Abstract

CLINICAL UROLOGY

Controversies in using urine samples for prostate cancer detection: PSA and PCA3 expression analysis

S. Fontenete; J. Silva; A. L. Teixeira; R. Ribeiro; E. Bastos; F. Pina; R. Medeiros

Molecular Oncology Group and Virology LB (SF, JS, ALT, RR, RM), Portuguese Institute of Oncology of Porto; ICBAS, Abel Salazar Institute for the Biomedical Sciences (SF, JS, ALT, RR, RM), University of Porto; Research Department - Portuguese League Against Cancer (NRN) (JS, ALT, RR, RM), Porto; Centre of Genetics and Biotechnology (EB), University of Trás-os-Montes and Alto Douro; Department of Urology (FP), S. João Hospital, University of Porto Medical School; CEBIMED, Faculty of Health Sciences of Fernando Pessoa University (RM), Porto, Portugal

^{Correspondence address} Correspondence address: Dr. Rui Medeiros Molecular Oncology Group Coordinator Portuguese Institute Of Oncology Associate Professor, Icbas Instituto Ciências Biomédicas Abel Salazar (University Of Porto) Largo Prof. Abel Salazar, 2 Porto, 4099-003, Portugal Telephone: + 3 51 22 2062-200 E-mail: ruimedei@ipoporto.min-saude.pt

ABSTRACT

PURPOSE: Prostate cancer (PCa) is one of the most commonly diagnosed malignancies in the world. Although PSA utilization as a serum marker has improved prostate cancer detection it still presents some limitations, mainly regarding its specificity. The expression of this marker, along with the detection of PCA3 mRNA in urine samples, has been suggested as a new approach for PCa detection. The goal of this work was to evaluate the efficacy of the urinary detection of PCA3 mRNA and PSA mRNA without performing the somewhat embarrassing prostate massage. It was also intended to optimize and implement a methodological protocol for this kind of sampling.

MATERIALS AND METHODS: Urine samples from 57 patients with suspected prostate disease were collected, without undergoing prostate massage. Increased serum PSA levels were confirmed by medical records review. RNA was extracted by different methods and a preamplification step was included in order to improve gene detection by Real-Time PCR.

RESULTS: An increase in RNA concentration with the use of TriPure Isolation Reagent. Despite this optimization, only 15.8% of the cases showed expression of PSA mRNA and only 3.8% of prostate cancer patients presented detectable levels of PCA3 mRNA. The use of a preamplification step revealed no improvement in the results obtained.

CONCLUSION: This work confirms that prostate massage is important before urine collection for gene expression analysis.

Since PSA and PCA3 are prostate specific, it is necessary to promote the passage of cells from prostate to urinary tract, in order to detect these genetic markers in urine samples.

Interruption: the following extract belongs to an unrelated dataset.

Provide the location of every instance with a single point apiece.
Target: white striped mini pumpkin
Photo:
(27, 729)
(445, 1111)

Key words: Prostatic Neoplasms; Biomarkers; Urine; prostate-specific antigen

INTRODUCTION

Prostate cancer (PCa) is one of the most commonly diagnosed malignancies in the developed world (1). Since this disease is more common among older men, its incidence is expected to increase as the population ages. Application of emerging genomic technologies to high-quality PCa models and patient samples, in multiple contexts, has made significant contributions to our molecular understanding of the development and progression of this disease (2).

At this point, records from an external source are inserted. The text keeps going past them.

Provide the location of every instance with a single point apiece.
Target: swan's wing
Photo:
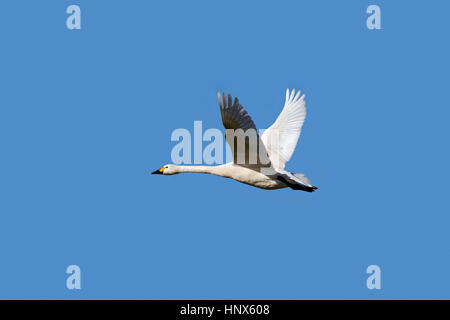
(248, 150)
(281, 137)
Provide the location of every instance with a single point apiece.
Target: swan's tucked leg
(295, 184)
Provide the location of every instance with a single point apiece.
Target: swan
(277, 143)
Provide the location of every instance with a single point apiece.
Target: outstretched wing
(281, 137)
(249, 151)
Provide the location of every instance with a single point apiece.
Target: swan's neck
(198, 169)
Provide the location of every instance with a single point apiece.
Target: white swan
(277, 143)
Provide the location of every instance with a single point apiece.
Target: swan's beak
(159, 171)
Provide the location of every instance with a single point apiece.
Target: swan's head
(167, 169)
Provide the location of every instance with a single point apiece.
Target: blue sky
(86, 115)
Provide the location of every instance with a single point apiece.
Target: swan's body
(277, 143)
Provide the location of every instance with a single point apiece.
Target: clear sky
(86, 115)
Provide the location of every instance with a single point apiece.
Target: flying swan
(271, 150)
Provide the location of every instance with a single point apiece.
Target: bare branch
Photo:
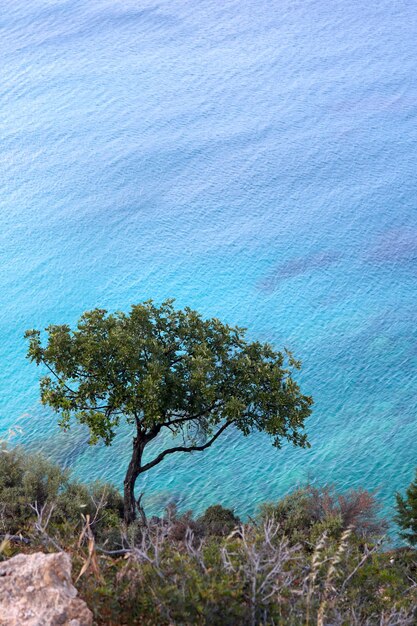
(163, 454)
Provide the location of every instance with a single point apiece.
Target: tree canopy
(159, 368)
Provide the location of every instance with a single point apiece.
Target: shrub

An ideal marker for the early detection of PCa should also be able to differentiate between men with isolated high grade prostatic intraepithelial neoplasia (HGPIN) and those with associated PCa (2). Prostate-specific antigen (PSA) measurement, obtained from a simple blood sample, has been widely proposed as a screening tool for PCa, being currently the leading cancer diagnosis in men in several developing countries (2). PSA is prostate-specific but not cancer-specific, since other benign prostate diseases often cause its increase in serum. On the other hand, most men with high levels of PSA do not have PCa (3). Due to this lack of specificity, many studies have proposed modifications of PSA measurement in an attempt to improve the performance of this analysis. These modifications include PSA density, age-specific PSA ranges, free to total PSA ratios, complexed PSA, transition zone PSA density, PSA velocity and other PSA isoforms such as proPSA (4). Despite these changes, there are still inherent limitations to PSA use as a screening tool for PCa. This highlights the need to complement this test, by using for example high performance biomarkers capable of distinguish, with greater specificity, cancer from non-cancer patients. At the same time, this approach will identify men with aggressive cancer with highly precision, thereby reducing unnecessary biopsies.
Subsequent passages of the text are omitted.